A new unsupervised clustering algorithm applied to genome-wide profiles of breast cancers in The Cancer Genome Atlas proper subsets triple-negative samples.

Abstract

e23195 Background: Clustering algorithms have identified subtypes of major cancers from analysis of genome-wide gene expression (GE) and somatic mutation (SM) profiles. These algorithms almost never discover a proper subset cluster, a recovered cluster that includes all the samples of a specific subtype. For breast cancer (BC), clustering of genome-wide profiles has been unable to proper subset triple negatives (TNs), TN subtypes, or other major subtypes. Methods: To search for a proper subset cluster for TNs, we applied a new clustering algorithm to the public domain GE and SM data of BC samples in The Cancer Genome Atlas (TCGA). A module of Medidata’s Clinical Trial Genomics (CTG) platform for automated clinical and genomic data integration and analysis, it uses a hierarchical component with tree learned cut points applied to a principal component dimension reduced similarity matrix calculated from a genome-wide data profile. Results: Our analysis of 540 TCGA BC samples run without human supervision produced a proper subset cluster that included all 55 TN samples and only 74 non-TN samples.
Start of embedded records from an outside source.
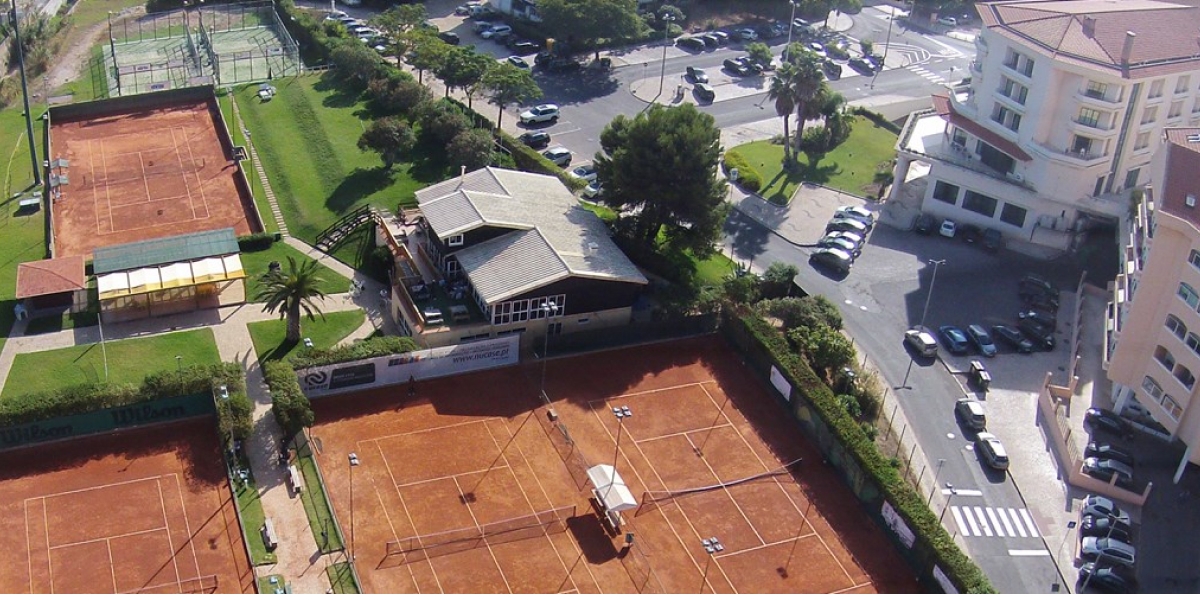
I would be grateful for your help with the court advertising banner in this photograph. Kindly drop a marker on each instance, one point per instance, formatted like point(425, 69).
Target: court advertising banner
point(396, 369)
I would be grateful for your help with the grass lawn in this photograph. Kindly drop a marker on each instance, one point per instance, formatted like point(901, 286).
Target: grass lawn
point(307, 141)
point(129, 361)
point(268, 335)
point(256, 264)
point(850, 167)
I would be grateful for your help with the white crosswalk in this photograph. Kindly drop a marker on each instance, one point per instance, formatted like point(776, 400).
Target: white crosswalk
point(989, 522)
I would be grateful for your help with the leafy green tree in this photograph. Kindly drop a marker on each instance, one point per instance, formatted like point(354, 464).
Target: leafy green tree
point(660, 167)
point(291, 292)
point(585, 23)
point(391, 137)
point(472, 149)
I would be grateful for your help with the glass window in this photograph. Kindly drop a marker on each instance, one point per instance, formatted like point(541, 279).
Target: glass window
point(1188, 294)
point(1013, 215)
point(1164, 358)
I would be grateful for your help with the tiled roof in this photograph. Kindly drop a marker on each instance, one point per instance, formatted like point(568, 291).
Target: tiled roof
point(51, 276)
point(943, 107)
point(1182, 163)
point(553, 237)
point(1095, 31)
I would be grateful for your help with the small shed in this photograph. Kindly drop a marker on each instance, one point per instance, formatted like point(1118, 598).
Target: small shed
point(611, 492)
point(53, 283)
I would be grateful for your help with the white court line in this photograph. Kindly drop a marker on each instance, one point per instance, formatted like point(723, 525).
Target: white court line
point(983, 521)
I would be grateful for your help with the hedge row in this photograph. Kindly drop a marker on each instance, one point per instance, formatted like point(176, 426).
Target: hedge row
point(748, 177)
point(911, 505)
point(165, 384)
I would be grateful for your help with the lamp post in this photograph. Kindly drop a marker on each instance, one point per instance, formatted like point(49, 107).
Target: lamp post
point(924, 313)
point(712, 546)
point(666, 33)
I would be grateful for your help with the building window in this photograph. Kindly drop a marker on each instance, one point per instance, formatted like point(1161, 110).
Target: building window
point(1173, 408)
point(1013, 215)
point(1152, 387)
point(1188, 294)
point(979, 203)
point(1164, 358)
point(1185, 376)
point(946, 192)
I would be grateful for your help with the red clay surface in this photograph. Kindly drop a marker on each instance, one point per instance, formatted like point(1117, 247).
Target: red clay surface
point(796, 533)
point(142, 175)
point(147, 510)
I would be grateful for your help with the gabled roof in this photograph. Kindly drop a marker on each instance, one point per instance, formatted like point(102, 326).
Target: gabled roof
point(552, 238)
point(1092, 33)
point(51, 276)
point(160, 251)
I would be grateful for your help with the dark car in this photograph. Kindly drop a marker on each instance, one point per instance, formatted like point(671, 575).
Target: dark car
point(1041, 336)
point(955, 340)
point(1097, 450)
point(924, 225)
point(535, 139)
point(1093, 526)
point(1012, 337)
point(1105, 420)
point(1105, 579)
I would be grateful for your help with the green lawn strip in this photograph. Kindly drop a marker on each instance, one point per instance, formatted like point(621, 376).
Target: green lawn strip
point(268, 335)
point(341, 579)
point(252, 519)
point(850, 167)
point(129, 361)
point(256, 184)
point(256, 263)
point(316, 505)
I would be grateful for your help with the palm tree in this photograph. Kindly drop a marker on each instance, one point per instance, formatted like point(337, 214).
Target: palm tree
point(292, 291)
point(781, 93)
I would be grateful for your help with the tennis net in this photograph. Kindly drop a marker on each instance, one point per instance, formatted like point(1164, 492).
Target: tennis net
point(457, 540)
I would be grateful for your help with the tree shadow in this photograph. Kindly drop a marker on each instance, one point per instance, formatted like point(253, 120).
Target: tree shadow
point(358, 185)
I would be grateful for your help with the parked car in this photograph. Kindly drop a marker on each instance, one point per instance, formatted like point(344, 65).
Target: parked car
point(1098, 450)
point(970, 411)
point(981, 340)
point(535, 139)
point(923, 225)
point(1105, 579)
point(1108, 550)
point(1105, 420)
point(540, 113)
point(955, 340)
point(558, 155)
point(991, 451)
point(1105, 527)
point(922, 342)
point(1041, 336)
point(1107, 468)
point(847, 225)
point(1012, 337)
point(856, 213)
point(833, 258)
point(1101, 507)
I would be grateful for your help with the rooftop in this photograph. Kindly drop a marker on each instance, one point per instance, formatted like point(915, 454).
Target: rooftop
point(1093, 33)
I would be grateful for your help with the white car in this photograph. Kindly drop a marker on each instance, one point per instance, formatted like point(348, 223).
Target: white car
point(540, 113)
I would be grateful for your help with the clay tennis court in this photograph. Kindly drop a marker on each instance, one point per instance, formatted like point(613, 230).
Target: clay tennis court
point(478, 454)
point(144, 174)
point(141, 511)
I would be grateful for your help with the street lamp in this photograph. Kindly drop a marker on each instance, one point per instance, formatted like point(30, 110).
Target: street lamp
point(924, 313)
point(712, 546)
point(666, 33)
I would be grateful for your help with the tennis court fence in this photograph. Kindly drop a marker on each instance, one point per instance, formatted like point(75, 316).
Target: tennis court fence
point(420, 547)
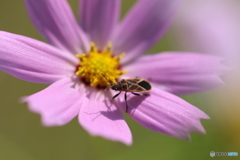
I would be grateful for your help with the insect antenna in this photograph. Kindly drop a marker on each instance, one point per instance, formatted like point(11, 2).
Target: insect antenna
point(107, 81)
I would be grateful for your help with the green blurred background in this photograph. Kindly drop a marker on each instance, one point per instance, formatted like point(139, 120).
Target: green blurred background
point(22, 137)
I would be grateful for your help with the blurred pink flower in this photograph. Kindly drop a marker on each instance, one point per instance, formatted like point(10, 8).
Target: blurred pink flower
point(210, 27)
point(70, 95)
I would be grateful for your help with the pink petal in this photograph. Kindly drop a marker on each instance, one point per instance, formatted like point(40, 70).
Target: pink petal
point(143, 26)
point(179, 73)
point(165, 113)
point(98, 19)
point(56, 22)
point(32, 60)
point(59, 103)
point(100, 117)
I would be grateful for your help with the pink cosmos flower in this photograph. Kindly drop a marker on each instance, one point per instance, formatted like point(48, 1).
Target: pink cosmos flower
point(77, 56)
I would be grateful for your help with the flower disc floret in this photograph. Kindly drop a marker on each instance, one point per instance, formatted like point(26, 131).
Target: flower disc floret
point(97, 63)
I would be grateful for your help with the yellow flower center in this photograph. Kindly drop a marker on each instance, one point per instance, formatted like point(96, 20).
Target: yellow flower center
point(95, 64)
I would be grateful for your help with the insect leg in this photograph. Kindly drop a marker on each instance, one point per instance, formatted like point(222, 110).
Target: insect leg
point(126, 101)
point(137, 94)
point(116, 95)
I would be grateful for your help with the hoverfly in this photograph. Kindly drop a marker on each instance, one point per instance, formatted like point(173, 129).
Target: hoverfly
point(130, 85)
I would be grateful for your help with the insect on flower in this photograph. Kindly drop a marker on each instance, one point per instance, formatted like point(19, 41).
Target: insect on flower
point(130, 85)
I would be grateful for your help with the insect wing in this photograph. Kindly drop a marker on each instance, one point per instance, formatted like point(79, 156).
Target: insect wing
point(138, 85)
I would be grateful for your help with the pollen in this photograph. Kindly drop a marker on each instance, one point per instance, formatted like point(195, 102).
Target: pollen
point(96, 63)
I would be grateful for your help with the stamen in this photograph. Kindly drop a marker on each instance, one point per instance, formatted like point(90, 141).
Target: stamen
point(95, 63)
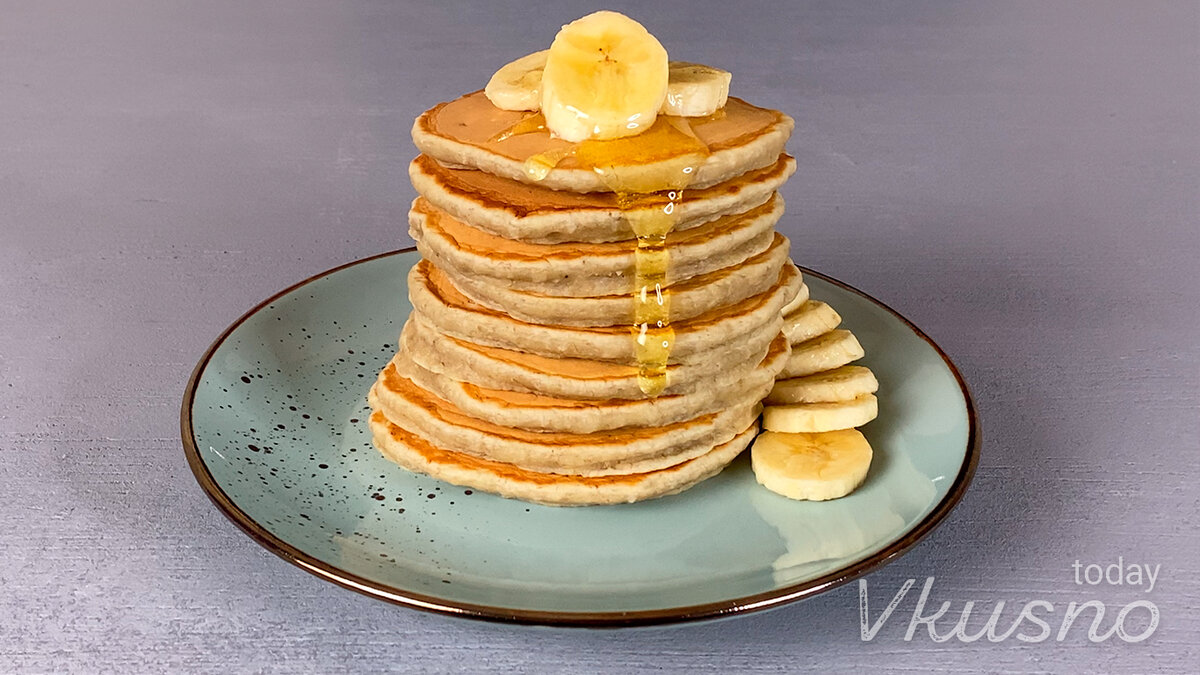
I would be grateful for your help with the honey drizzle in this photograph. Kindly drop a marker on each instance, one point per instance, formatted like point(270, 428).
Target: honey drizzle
point(648, 174)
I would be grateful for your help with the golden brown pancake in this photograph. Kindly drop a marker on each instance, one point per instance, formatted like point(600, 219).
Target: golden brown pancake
point(465, 131)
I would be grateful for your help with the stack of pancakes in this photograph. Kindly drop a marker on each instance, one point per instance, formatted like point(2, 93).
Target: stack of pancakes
point(517, 371)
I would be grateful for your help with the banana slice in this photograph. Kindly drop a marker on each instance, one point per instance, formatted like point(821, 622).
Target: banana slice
point(813, 418)
point(605, 77)
point(517, 85)
point(811, 466)
point(695, 90)
point(827, 352)
point(844, 383)
point(799, 299)
point(811, 320)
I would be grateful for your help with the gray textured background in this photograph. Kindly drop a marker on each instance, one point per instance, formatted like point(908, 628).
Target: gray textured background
point(1019, 178)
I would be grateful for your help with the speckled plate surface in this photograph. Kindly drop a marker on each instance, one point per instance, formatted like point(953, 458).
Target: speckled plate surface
point(274, 428)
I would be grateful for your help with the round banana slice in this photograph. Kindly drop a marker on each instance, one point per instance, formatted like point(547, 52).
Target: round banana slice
point(844, 383)
point(605, 77)
point(813, 418)
point(833, 350)
point(695, 90)
point(811, 320)
point(811, 466)
point(517, 85)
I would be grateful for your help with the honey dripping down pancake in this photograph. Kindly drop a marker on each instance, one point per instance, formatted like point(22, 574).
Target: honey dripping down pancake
point(648, 174)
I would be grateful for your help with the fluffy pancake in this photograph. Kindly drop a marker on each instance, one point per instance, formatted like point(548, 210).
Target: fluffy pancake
point(538, 214)
point(691, 297)
point(448, 310)
point(463, 132)
point(635, 449)
point(510, 481)
point(540, 412)
point(586, 269)
point(496, 368)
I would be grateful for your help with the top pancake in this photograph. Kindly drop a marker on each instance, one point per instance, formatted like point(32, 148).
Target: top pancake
point(462, 132)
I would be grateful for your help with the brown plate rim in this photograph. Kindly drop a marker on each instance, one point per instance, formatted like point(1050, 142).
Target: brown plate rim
point(573, 619)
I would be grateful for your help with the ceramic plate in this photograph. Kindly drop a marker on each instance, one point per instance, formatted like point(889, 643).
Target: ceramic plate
point(274, 428)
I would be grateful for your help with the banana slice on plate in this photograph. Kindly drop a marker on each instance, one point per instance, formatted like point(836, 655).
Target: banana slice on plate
point(833, 350)
point(844, 383)
point(810, 320)
point(517, 85)
point(695, 90)
point(605, 77)
point(811, 466)
point(814, 418)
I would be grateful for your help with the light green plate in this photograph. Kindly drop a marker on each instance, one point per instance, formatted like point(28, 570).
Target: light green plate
point(274, 428)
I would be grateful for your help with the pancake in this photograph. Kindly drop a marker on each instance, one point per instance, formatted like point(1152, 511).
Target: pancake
point(462, 132)
point(451, 312)
point(586, 269)
point(540, 412)
point(510, 481)
point(539, 214)
point(633, 449)
point(517, 370)
point(496, 368)
point(689, 298)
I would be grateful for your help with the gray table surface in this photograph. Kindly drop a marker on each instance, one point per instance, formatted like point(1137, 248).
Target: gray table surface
point(1018, 178)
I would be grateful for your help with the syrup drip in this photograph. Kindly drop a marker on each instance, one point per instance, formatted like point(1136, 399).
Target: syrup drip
point(648, 173)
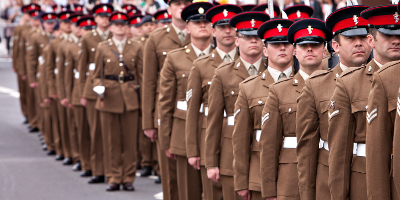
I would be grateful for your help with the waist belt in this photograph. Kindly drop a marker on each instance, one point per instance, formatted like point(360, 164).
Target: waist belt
point(290, 142)
point(361, 150)
point(120, 79)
GE data have previously indicated TN status, but this is the first demonstration that these TCGA BC data contain enough information to proper subset TNs, implying that this broad BC subtype has a strong, quantifiable impact on GE. We show that the genome-wide SMs of TCGA BC samples can be used to proper subset 4 novel subtypes distinguished as classes “TP53 mutated”, “PIK3CA mutated”, “both TP53 and PIK3CA mutated”, and “neither mutated”, signifying an important role for these known driver mutations in producing the subtypes’ genome-wide mutation profiles. We find that most ( > 80%) TN BCs are in “TP53 mutated” but only 1 TN sample ( < 2%) is in “PIK3CA mutated”, indicating distinct biology for these TNs with potential implications for TN therapy. Conclusions: CTG clustering achieves proper subset cancer subtype clustering of TCGA BC samples. These results illustrate the therapeutic discovery potential possible from genomic data of the high quality present in TCGA if combined with detailed clinical data with the Medidata CTG integration and annotation platform.